Ghost Rider Spirit of Vengeance PosterWhen I watched 2007’s film adaptation of the graphic novel Ghost Rider my thoughts on the subject were severely affected by the state of catatonic boredom that I slowly slipped into throughout it’s less than riveting running time.

When I heard that its sequel Ghost Rider: Spirit of Vengeance was to be directed by Hollywood upstarts Mark Neveldine and Brian Taylor I slipped back into consciousness. Dare I say that I was mildly excited?

Well I shan’t because I wasn’t. But that doesn’t mean I wasn’t optimistic. Despite what much of the film world might say, despite all of the reviews and the criticism, I maintain that Neveldine and Taylor are very talented directors. The fact that they can only do one thing doesn’t mean that they don’t do it extremely well. Think of them like Hugh Grant but behind the camera, and a lot less loveably bumbling.

If you are looking for great camerawork and a bit of bonkers dynamism with your face pummeling action then with these two you are usually in the right place. Yes they made the sub-standard Gamer and Jonah Hex and wrote the entirely underwhelming Pathology but don’t let what looks to be a terrible track record fool you. Why? Because they made the Crank films of course…

Now that might seem a rubbish trump card to pull but one thing about the duo’s most insane outings is their uninhibited raw energy. Nowhere else in Hollywood will you find such a frenetic (albeit often very vulgar) assault on your retinas. Their first trailer for the sequel to Ghost Rider promised what everyone had hoped for. A lot of stupid, ridiculous, impressively shot smashing.  The internet lost its collective cool, got a bit over excited and Neveldine/Taylor decided to get their film shown at Ain’t It Cool News’ annual ‘Butt-Numb-a-Thon’ 24 hour film screening event.

That was earlier last month and no one at BNAT really liked it. And they’re the films target audience of self professed geeky nerdy fanboy types…

Such disapproval was met by the studios with an ill-judged jerk of the knee. More precisely they did a large u-turn infusing their latest trailer for the film with all of the ‘emotional’ and ‘character’ stuff that you never wanted or asked for. Now they’ve also released a new poster and it’s more of the same messy mixed messages:

The result not only doesn’t play to the films strengths but makes it all look at bit apologetically naff. I don’t want apologies – I want commitment. If you’re making rubbish know it’s rubbish and thrive on that. The trailer was supposed to be the showreel, it was supposed to show the audience what they want. The poster should be too and one thing I’m sure the audience don’t want is Nicholas Cage looking concerned and thoughtful. I’m willing to bet that the people who walked out of BNAT dissatisfied did not do so because of a lack of emotional involvement with the lead character whether his head was currently on fire on not.

No one wants to see anything to do with the plot, or people talking about the plot or anything remotely approaching an intellect. I don’t want anything at all cerebral from them.

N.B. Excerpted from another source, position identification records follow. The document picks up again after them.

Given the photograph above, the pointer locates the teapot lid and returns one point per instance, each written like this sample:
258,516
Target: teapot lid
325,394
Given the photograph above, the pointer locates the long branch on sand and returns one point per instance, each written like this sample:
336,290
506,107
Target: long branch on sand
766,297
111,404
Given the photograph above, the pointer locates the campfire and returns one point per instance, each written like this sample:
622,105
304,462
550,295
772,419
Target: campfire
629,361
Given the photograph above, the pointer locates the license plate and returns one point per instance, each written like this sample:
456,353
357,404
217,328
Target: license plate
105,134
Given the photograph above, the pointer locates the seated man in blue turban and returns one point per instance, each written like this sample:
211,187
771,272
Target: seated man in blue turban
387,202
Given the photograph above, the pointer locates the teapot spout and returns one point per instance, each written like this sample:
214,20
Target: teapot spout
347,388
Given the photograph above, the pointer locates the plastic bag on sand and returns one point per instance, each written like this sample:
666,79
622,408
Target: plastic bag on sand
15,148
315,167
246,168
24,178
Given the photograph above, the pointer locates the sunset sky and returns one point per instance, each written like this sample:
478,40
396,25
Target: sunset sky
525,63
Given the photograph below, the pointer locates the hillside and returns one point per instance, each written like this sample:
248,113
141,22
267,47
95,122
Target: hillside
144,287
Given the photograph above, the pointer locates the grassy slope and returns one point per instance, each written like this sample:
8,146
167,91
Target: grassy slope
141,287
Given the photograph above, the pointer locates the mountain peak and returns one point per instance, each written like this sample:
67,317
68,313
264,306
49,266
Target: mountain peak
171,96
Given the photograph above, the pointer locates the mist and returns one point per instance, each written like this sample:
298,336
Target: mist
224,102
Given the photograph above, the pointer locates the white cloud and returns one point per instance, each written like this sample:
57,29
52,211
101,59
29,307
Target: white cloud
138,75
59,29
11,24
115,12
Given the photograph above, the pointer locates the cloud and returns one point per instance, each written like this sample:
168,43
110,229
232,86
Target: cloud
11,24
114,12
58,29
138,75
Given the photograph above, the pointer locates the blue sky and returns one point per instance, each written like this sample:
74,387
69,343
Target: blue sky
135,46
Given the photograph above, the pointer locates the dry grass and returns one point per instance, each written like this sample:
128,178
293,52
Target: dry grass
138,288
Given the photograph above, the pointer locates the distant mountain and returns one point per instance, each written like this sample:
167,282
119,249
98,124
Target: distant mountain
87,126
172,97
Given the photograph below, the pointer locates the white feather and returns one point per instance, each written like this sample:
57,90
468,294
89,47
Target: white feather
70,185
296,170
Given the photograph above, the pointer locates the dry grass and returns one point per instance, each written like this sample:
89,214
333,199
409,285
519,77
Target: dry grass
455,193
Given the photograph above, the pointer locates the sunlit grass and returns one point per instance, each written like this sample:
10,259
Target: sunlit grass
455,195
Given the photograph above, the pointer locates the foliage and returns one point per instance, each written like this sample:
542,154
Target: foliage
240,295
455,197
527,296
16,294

Thankfully in a Q&A after the BNAT screening Taylor said as much when stated his wish to add a jokey, animated montage in to the trailer to wink at the audience that the directors didn’t really know what was going on with the story either. Perfect. Why isn’t it in there? Also, why isn’t Cage punching something in the poster? Or kicking something? Or exploding into flames?

Failing dumb head-splitting violence, if I wanted to be emotionally involved with the characters I just flat out wouldn’t go. In that case I’d just bide my time until Pride and Prejudice and Zombies, and even then I’d spend the whole film waiting for Mr Darcy to get his moping, grumpy head bitten off, or exploded, preferably whilst on fire.

But it still remains that whether or not the new marketing campaign works it looks to be another mediocre offer from two very promising men. How is it that outside of Crank such seemingly talented guys can’t make a good rollicking Hollywood friendly action film? All they need is a stupid, decent, bare bones story that knows precisely how rubbish it is (think The Transporter) and they’d be away. It’s not too much to ask. Is it?